Tous les morceaux du nouvel opéra, sans exception, sont agréables. Quelques-uns attestent une habileté souveraine et une facilité d'invention dont aucun musicien parvenu à l'âge de M. Auber n'a donné l'exemple depuis Gluck et Haydn. Il y a des couplets où sont exposés les bruits populaires touchant les vocalisations mystérieuses de la sirène, qu'on doit signaler spécialement aux oreilles qui savent entendre. La mélodie, très-originale par elle-même, y est relevée par un accompagnement imitatif plein d'effets vigoureux et de combinaisons instrumentales que Beethoven ne désavouerait pas. L'air avec chœur chanté par M. Roger, au début du second acte, renferme l'un des plus beaux andante qu'on ait jamais écrits pour le théâtre de l'Opéra-Comique. Le duo qui suit cet air est conduit et dialogué avec une extrême habileté, très-mélodieux d'ailleurs et d'une exquise élégance. Il y a encore dans cet acte un trio chanté par Bolbaja, Scipion et Marco Tempesta, dont le style est d'une grande élévation, et où la disposition des voix atteste la main d'un maître.
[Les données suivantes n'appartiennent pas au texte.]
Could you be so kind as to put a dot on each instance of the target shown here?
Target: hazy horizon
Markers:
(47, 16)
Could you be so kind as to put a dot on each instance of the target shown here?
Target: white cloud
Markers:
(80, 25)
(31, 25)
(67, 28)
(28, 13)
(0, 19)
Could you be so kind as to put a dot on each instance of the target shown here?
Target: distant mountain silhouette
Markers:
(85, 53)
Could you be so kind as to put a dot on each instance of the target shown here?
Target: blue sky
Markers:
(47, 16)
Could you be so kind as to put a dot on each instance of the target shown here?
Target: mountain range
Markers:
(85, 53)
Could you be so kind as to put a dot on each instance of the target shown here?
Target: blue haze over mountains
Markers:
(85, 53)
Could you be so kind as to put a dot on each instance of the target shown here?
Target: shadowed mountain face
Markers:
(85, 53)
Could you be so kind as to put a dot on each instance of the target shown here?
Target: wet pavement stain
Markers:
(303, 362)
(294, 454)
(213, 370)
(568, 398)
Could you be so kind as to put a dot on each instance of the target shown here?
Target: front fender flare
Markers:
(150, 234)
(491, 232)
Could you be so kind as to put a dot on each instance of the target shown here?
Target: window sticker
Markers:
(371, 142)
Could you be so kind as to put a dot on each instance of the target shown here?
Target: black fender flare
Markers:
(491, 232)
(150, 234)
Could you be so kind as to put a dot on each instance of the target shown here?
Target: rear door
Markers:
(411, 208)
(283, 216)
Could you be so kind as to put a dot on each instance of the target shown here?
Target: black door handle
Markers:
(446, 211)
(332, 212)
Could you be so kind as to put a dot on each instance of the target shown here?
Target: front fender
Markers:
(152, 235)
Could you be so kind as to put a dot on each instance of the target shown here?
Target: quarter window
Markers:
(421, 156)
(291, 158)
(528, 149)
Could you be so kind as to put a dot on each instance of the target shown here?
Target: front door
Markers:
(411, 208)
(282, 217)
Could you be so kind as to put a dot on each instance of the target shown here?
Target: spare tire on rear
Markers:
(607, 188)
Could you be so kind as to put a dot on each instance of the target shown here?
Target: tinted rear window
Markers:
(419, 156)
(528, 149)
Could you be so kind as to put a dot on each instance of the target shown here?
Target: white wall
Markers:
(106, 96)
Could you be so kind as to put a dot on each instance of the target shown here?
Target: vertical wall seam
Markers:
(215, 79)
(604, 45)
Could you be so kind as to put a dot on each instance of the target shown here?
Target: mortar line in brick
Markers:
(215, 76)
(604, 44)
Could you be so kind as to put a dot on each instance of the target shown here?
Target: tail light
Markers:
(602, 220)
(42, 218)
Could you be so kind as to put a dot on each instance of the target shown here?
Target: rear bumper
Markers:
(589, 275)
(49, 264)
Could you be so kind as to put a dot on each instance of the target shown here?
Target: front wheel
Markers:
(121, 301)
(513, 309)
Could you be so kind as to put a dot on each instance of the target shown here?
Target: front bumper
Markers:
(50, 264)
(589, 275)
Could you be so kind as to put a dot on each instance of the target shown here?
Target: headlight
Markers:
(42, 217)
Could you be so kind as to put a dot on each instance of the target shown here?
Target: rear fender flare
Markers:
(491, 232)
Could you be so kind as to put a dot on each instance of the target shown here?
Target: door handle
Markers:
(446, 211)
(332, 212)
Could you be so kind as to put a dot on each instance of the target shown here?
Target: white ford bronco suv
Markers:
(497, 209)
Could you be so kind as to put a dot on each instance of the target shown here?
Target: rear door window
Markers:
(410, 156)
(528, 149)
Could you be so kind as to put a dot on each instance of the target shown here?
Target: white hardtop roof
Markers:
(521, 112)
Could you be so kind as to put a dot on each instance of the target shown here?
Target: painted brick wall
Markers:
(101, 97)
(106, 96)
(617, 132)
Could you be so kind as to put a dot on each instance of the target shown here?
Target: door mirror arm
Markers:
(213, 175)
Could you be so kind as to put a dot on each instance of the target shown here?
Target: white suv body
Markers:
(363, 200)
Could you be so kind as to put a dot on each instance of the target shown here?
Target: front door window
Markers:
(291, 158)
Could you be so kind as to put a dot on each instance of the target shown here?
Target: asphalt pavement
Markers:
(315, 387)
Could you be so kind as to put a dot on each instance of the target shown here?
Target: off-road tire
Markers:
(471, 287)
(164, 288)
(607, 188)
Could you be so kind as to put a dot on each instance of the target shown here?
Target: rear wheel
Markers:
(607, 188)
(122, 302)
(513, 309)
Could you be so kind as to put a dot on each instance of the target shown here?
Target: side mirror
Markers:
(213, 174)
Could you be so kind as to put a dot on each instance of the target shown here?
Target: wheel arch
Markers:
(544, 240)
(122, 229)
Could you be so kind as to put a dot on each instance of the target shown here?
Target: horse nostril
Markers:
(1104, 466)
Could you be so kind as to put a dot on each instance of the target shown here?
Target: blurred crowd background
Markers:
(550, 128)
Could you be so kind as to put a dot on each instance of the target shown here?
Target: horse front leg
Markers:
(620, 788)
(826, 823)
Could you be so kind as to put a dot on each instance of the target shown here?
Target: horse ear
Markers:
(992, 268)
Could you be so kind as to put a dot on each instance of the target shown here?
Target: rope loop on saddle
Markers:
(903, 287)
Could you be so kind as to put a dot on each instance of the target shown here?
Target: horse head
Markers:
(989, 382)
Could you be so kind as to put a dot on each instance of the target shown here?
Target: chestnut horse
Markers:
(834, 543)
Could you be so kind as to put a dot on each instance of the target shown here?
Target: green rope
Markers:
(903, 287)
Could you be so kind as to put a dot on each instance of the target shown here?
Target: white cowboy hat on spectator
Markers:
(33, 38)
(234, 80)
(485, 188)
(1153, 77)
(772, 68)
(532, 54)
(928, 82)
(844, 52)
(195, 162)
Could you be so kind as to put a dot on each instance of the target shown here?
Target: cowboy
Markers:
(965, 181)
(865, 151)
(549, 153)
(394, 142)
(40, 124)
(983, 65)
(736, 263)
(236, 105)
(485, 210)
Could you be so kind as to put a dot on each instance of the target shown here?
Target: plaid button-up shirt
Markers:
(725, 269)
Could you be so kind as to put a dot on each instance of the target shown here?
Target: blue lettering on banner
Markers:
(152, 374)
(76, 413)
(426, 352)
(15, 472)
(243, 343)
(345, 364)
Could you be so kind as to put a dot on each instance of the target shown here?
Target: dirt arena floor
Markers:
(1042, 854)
Les deux finals du premier et du deuxième acte brillent par les mêmes qualités et produisent un effet puissant. En général, M. Auber paraît s'être attaché, dans cet ouvrage, à élever son style, à agrandir les proportions de ses mélodies, à augmenter l'intensité des masses vocales. Il est un peu moins sautillant qu'autrefois, moins vif, moins coquet peut-être; mais il est plus simple, plus ferme, plus largement musical; en un mot, il déploie un éclat et une vigueur qui rappellent les plus belles pages de la Muette de Portici.